Undoubtedly, the study of the potential impact of MSP on retail losses is in its infancy – relatively few retailers are actively testing these technologies at the moment although many are reviewing their strategic business plans to better take account of how the ‘mobile world’ is changing the retail environment. Like any research in a newly evolving field, it has inevitably generated a series of new questions requiring exploration, including:

  • Will the consumer of the future adopt MSP as their preferred mode of in-store shopping?
  • Can a more robust Return on Investment model be developed which takes full account of all the costs and benefits of MSP systems?
  • How might the applicability of MSP systems be affected by store type and socio-economic factors, such as local crime rates?
  • Can a more reliable picture be developed of whether non-scan events are malicious or nonmalicious – can the motivation of the non-scanner be better understood?

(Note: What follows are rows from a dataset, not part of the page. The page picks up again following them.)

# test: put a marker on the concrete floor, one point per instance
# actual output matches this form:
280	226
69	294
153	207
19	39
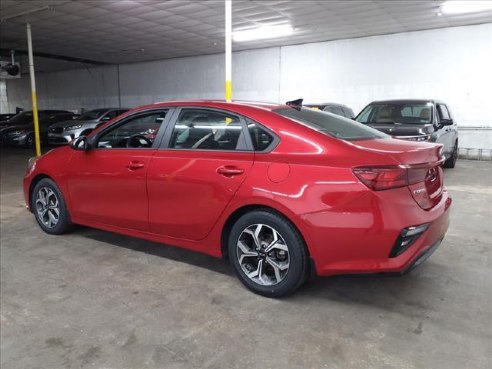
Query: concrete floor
93	299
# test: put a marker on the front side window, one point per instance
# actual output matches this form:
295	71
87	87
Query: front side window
443	112
136	132
332	125
201	129
394	113
260	138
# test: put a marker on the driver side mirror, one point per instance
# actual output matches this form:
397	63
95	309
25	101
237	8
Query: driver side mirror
447	122
80	144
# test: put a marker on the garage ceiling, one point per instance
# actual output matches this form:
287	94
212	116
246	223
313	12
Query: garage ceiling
131	31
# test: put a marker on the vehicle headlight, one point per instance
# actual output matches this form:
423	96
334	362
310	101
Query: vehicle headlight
69	128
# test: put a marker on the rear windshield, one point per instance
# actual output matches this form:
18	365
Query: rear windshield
394	113
331	124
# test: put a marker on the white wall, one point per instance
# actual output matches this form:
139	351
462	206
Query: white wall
452	64
72	90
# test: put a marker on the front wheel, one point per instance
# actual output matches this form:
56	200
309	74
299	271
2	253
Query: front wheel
49	207
451	161
267	253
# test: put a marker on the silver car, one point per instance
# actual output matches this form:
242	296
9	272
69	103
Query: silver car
64	132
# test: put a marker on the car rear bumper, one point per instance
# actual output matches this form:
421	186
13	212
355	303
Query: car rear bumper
370	252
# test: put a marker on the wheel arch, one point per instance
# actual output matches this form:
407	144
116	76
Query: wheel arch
33	184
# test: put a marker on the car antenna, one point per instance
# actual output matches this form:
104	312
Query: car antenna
296	104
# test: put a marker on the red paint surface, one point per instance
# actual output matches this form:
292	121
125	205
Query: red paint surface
180	197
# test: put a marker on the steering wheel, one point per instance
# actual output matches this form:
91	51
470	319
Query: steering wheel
138	140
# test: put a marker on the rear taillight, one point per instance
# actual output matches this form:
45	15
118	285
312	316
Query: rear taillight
380	178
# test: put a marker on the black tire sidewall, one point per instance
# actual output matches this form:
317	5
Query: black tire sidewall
297	252
64	223
451	162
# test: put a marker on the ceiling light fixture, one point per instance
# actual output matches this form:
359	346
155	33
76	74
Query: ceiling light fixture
468	6
262	33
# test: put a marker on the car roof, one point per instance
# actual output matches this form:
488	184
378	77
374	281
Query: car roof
219	104
406	101
325	103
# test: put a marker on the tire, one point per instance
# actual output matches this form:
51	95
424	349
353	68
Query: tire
267	267
46	201
451	162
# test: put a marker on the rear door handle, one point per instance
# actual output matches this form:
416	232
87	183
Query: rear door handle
134	165
230	171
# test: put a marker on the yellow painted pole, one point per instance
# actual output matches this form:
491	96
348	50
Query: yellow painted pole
33	92
228	61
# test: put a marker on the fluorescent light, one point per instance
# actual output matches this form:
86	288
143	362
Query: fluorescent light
468	6
262	33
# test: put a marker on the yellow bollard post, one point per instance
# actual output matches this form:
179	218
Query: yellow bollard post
33	92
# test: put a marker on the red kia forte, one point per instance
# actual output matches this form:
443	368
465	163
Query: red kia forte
281	190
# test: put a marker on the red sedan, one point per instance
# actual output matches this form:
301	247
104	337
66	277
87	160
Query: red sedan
281	190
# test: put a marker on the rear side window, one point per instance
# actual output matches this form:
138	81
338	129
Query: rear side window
443	112
200	129
330	124
259	136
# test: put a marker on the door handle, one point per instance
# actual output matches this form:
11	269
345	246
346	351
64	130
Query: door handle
230	171
134	165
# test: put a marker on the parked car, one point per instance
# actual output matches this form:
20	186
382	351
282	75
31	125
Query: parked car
415	120
5	117
64	132
282	191
338	109
25	117
20	129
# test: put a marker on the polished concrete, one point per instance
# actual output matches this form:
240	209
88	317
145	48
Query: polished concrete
92	299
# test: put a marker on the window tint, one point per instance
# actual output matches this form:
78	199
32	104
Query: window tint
333	125
136	132
443	112
202	129
111	114
259	136
92	114
348	113
391	113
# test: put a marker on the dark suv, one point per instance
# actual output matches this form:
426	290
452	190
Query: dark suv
415	120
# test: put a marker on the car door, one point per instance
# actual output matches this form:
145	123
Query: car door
107	184
445	133
204	159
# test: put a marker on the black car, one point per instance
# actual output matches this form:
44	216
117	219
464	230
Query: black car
19	130
334	108
415	120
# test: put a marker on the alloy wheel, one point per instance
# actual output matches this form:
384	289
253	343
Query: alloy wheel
47	207
263	254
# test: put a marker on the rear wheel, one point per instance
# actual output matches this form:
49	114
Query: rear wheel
267	253
451	161
49	208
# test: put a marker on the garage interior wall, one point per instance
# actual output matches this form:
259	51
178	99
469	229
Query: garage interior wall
452	64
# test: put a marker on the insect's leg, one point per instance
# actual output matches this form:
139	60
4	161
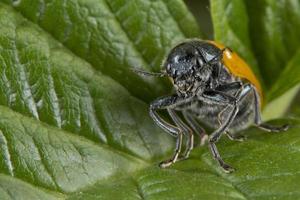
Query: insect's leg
164	103
227	133
196	127
234	137
257	117
186	130
146	73
216	136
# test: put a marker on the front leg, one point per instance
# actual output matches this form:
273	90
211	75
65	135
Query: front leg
168	103
224	99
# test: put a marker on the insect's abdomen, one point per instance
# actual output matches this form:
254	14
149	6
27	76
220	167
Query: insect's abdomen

  • Are there particular types of products that are more likely to be non-scanned either maliciously (highly desirable or easily resold items) or non maliciously (such as poor product and bar code design)?
  • How tolerant will customers be of various types of crime prevention mechanisms focussed on MSP and will this vary depending upon the prevailing consumer culture?
  • How can existing product protection technologies be adapted to make them more compliant with MSP systems?
  • What evidence is there of consumer concern about retailer tracking and surveillance generated by MSP systems?
  • How can end of shop audit algorithms be developed to create the right ‘amount’ of risk amplification for any given consumer?
  • How might new tagging technologies be developed to create risk amplification throughout the MSP shopping journey?

This is in no way an exhaustive list of future research questions relating to MSP but it does highlight a number of key questions that will help retailers to better understand how their future mobile shopping offer might either give them a powerful and profitable competitive edge or alternatively, generate excessive losses that could prove highly detrimental to the overall health of their business.